Lisa Soronen is the Executive Director of the State and Local Legal Center and a regular contributor to CitiesSpeak.
While a recent Washington Post article notes that the Supreme Court isn’t hearing as many cases as usual this winter, the Court has not been shy about taking qualified immunity cases. Recently, the Court decided to hear two such cases and issued an opinion in a third case without oral argument. The State and Local Legal Center will file an amicus brief in both of the newly granted cases.
Qualified immunity is important to local government officials because it serves to balance the need to hold public officials accountable when they exercise power irresponsibly with the need to shield officials from harassment, distraction, and liability.

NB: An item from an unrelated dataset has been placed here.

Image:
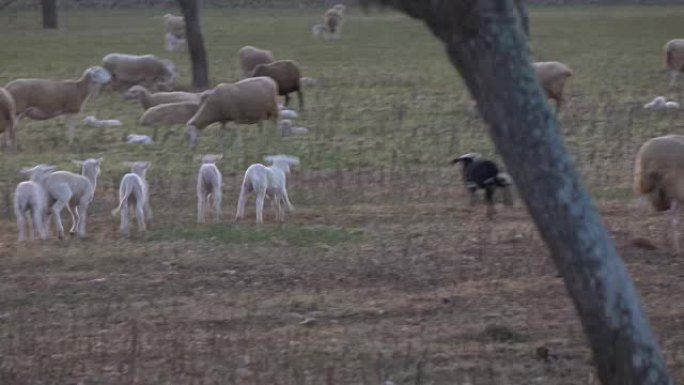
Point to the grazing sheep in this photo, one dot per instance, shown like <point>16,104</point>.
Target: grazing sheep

Government employees can be sued for money damages in their individual capacity if they violate a person’s constitutional or federal statutory rights. Qualified immunity protects government officials from such lawsuits where the law they violated isn’t “clearly established.” In short, qualified immunity is intended to protect “all but the plainly incompetent or those who knowingly violate the law.”

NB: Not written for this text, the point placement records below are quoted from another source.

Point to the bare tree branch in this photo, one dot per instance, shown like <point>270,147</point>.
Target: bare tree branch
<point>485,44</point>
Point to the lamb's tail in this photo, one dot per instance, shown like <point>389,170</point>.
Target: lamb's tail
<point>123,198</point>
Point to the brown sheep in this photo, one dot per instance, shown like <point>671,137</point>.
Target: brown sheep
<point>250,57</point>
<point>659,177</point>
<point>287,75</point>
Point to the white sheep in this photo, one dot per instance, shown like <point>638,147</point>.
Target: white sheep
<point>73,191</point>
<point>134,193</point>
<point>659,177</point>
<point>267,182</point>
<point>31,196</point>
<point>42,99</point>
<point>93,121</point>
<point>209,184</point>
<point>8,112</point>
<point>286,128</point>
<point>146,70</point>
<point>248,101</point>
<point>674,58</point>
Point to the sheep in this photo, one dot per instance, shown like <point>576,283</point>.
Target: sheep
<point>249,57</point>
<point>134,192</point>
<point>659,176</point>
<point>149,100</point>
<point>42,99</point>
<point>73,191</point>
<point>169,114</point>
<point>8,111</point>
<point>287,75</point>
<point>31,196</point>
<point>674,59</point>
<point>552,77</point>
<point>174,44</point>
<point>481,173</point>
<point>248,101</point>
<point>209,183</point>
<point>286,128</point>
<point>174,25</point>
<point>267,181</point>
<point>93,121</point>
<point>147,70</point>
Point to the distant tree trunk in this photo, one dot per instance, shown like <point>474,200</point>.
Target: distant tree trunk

In Wood v. Moss pro- and anti-President Bush demonstrators had equal access to the President as his motorcade arrived in Jacksonville, Oregon. But when the President made an unexpected stop for dinner, Secret Service agents moved the anti-Bush protesters, who were closer to the restaurant than the pro-Bush demonstrators, about one block further from the President than the pro-Bush demonstrators. The anti-Bush protesters sued two Secret Service agents, claiming they violated their First Amendment rights by discriminating against them because of their viewpoint.
The Ninth Circuit denied the agents qualified immunity; they concluded that the agents engaged in viewpoint discrimination but did not focus on whether it was “clearly established” that the anti-Bush protesters could not be moved further away from the President than the pro-Bush demonstrators. The Supreme Court will decide whether the lower court evaluated the qualified immunity question in this case too generally. The Court will also decide whether the anti-Bush protesters have adequately claimed viewpoint discrimination when there was an obvious security-based rationale for moving them: they were closer to the President.

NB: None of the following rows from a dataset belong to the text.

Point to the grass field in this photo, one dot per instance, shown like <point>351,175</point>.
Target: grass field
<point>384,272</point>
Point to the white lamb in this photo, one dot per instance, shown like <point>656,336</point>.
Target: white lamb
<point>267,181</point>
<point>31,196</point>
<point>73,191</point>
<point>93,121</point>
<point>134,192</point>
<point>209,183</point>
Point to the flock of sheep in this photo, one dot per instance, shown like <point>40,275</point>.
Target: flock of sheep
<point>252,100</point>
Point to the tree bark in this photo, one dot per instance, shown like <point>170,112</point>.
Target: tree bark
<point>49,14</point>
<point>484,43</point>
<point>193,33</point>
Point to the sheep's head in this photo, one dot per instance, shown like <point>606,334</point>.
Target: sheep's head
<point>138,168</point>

In Plumhoff v. Rickard, police officers shot and killed Donald Rickard and his passenger after Rickard led police on a high-speed chase. Their families sought money damages, claiming the officers violated the Fourth Amendment by using excessive force. The officers argued they should be granted qualified immunity because their use of force wasn’t prohibited by clearly established law. In this case the Court will decide whether the lower court properly denied qualified immunity by distinguishing this case, which arose in 2004, with a later Supreme Court decision from 2007. The Court also will decide whether qualified immunity should be denied based on the facts of this case. Rickard wove through traffic on an interstate connecting two states, collided with police vehicles twice, and used his vehicle to escape after being surrounded by police officers, nearly hitting at least one officer.
In Stanton v. Sims the Supreme Court reversed the Ninth Circuit’s refusal to grant qualified immunity to a police officer who kicked open a private gate, which hit the homeowner, while in “hot pursuit” of someone the officer thought committed a misdemeanor. The Ninth Circuit concluded that it was clearly established that a police officer may not enter someone’s property without a warrant while in “hot pursuit” of someone suspected only of a misdemeanor and deemed the police officer “plainly incompetent” in his actions The Supreme Court disagreed and reversed the judgment of the Ninth Circuit.